The notion that language is completely unlike any other behavior that humans (let alone other animals) engage in is an integral part of the reigning conceptual framework in linguistics, which underlies both the formalist and the functionalist theoretical outlooks, and which in turn rests on two postulates. First, with regard to the form or structure of language, it is held that the theoretical focus should be on sentences, whose well-formedness is underwritten by a set of formal rules, or grammar. Second, the function of language is commonly believed to be communication, construed as an exchange of “meanings” — information packets that are fully formed by the speaker, to be shipped to and decoded by the listener.

In this workshop, we plan to critically examine both these postulates, in the light of some alternative takes on language. One such alternative view is that language is much closer than commonly thought to other complex sequential behaviors, in its structure, in its function, and in its evolutionary origins. Specifically, it is a behavior that is intended to be interpreted by and to influence others (and self, insofar as it facilitates thinking).

On the computational problem level, language, as a complex behavior, gives rise to the same basic needs for control as the others: sequencing multiple concurrent elementary actions; managing complexity and hierarchical planning; being attuned to the internal and external contexts and outcomes, notably social ones; and setting goals and pursuing them amid dynamically arising contingencies.

On the level of representations and algorithms, this view focuses attention on the concepts of space and navigation.
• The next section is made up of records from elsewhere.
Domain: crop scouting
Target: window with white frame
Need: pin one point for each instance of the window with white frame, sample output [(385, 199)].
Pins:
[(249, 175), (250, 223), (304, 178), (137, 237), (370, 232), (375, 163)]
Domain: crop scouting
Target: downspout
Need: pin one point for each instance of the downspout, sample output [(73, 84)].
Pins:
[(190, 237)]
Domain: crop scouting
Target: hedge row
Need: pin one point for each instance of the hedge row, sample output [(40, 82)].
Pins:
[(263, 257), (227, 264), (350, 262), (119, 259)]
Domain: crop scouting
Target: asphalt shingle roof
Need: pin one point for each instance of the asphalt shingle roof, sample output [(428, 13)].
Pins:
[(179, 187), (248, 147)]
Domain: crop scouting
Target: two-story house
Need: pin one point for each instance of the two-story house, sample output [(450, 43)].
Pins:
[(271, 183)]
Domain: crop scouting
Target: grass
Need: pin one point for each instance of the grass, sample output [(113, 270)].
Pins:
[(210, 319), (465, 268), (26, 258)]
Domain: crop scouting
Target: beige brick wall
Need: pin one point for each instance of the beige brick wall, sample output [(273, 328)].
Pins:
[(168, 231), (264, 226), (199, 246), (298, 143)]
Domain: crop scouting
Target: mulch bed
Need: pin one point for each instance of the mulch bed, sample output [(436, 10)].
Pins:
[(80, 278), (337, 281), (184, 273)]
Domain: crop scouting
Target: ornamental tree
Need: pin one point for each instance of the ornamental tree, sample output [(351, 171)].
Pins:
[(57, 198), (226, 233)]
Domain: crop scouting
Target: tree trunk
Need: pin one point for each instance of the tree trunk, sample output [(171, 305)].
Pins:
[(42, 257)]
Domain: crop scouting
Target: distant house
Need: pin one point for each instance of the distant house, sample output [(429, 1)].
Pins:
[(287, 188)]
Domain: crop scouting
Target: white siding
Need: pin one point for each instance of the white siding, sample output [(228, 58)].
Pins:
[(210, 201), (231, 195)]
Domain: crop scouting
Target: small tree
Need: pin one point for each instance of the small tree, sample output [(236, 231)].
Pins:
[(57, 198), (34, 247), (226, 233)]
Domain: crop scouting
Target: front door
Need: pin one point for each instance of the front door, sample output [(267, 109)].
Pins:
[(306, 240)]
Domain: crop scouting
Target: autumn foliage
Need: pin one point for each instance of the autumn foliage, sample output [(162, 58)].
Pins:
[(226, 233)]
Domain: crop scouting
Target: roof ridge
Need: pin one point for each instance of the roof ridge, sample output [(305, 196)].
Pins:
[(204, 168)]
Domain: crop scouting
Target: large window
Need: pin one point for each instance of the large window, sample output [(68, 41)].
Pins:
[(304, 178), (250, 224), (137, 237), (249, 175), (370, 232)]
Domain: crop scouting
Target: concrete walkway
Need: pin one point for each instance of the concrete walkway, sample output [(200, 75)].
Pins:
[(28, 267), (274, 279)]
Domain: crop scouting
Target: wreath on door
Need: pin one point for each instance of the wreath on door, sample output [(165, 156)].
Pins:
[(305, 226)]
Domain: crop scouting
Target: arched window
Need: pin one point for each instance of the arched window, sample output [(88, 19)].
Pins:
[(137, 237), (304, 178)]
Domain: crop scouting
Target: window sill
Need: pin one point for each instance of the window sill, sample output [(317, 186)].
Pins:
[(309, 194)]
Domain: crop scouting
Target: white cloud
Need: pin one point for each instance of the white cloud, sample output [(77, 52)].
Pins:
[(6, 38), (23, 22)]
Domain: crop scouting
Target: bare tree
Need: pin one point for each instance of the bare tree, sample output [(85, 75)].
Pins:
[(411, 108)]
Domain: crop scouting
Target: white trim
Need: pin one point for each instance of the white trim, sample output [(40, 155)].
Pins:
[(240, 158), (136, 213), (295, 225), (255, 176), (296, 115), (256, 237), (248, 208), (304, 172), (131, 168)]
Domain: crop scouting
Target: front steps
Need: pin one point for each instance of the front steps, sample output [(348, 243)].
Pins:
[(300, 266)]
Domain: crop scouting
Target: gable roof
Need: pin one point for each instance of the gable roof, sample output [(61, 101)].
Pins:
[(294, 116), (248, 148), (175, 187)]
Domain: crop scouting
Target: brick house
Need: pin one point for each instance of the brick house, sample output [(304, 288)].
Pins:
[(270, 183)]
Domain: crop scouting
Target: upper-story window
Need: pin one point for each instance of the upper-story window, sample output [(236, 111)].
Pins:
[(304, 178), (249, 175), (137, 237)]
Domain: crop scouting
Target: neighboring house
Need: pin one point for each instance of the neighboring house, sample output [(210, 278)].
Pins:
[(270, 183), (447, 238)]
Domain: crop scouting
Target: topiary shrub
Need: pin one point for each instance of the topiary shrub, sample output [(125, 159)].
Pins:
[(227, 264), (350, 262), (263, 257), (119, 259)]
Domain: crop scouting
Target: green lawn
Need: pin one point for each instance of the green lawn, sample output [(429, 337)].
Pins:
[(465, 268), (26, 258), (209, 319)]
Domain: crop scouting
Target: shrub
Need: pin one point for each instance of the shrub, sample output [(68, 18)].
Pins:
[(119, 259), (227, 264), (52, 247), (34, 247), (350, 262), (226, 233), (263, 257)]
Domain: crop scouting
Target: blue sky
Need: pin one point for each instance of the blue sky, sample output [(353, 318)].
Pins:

Arguably, the problems that arise from complex behaviors are all about physical or abstract topological spaces, for which the solutions can therefore be viewed as dynamic, constrained navigation. A possible computational approach to modeling navigation in the space of linguistic behaviors would then seem to be one that integrates a dynamically controlled steering mechanism with a repository of sequences of elementary actions.
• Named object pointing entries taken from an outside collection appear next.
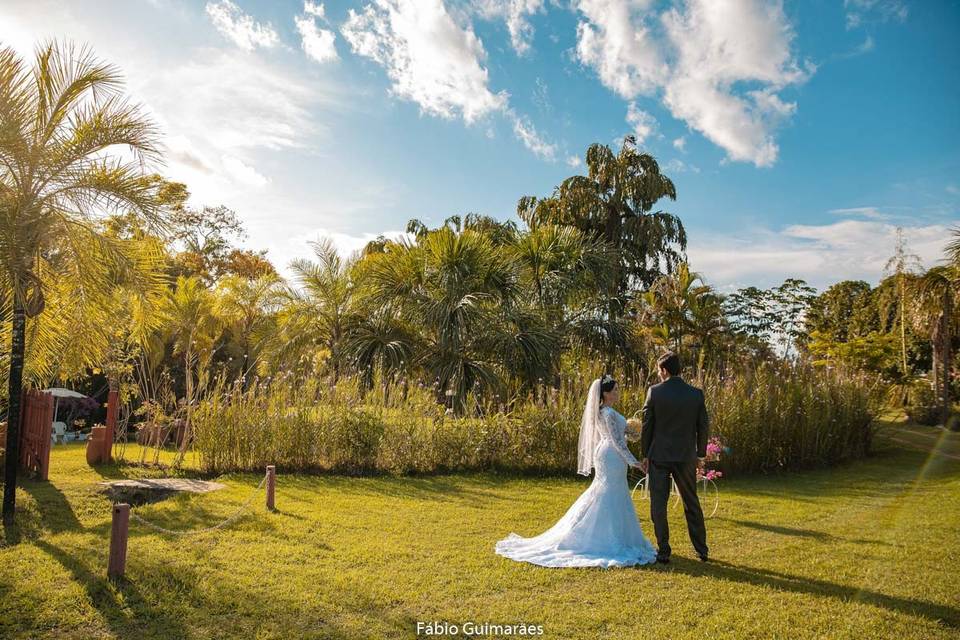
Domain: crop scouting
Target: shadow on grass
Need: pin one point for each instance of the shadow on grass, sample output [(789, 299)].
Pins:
[(949, 616), (55, 511), (162, 599), (820, 536), (120, 603)]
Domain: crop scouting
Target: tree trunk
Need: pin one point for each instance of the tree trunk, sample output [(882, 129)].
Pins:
[(15, 393), (903, 326), (945, 340)]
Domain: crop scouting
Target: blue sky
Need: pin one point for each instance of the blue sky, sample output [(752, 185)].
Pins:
[(800, 135)]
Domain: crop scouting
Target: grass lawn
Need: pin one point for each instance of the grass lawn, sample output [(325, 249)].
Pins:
[(870, 550)]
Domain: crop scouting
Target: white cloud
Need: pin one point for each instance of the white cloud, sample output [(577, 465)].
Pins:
[(613, 39), (315, 9), (865, 212), (820, 254), (284, 252), (435, 62), (679, 166), (703, 52), (862, 11), (240, 28), (642, 123), (236, 101), (243, 173), (514, 13), (527, 134), (317, 43), (429, 58)]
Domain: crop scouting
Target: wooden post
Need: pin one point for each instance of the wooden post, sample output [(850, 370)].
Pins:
[(118, 541), (271, 487)]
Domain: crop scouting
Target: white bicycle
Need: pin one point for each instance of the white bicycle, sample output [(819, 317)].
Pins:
[(707, 491)]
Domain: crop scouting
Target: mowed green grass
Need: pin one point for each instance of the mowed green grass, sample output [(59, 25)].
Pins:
[(869, 550)]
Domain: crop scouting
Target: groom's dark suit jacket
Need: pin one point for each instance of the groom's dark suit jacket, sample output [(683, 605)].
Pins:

On the level of neural implementation, it is obvious by now that many parts of the brain contribute to the computation of language. These include, in addition to the classically defined cortical “language areas,” several key subcortical systems and circuits, which participate also in controlling other behaviors.

At the workshop, we shall discuss these and other ideas, with the explicit aims of (i) evaluating the progress attained to date in understanding the nature of language and related behaviors and (ii) identifying promising directions for future research in cognitive linguistics, in the psychology and neurobiology of language, and in natural language engineering.

An edited volume based on the proceedings of the workshop is planned.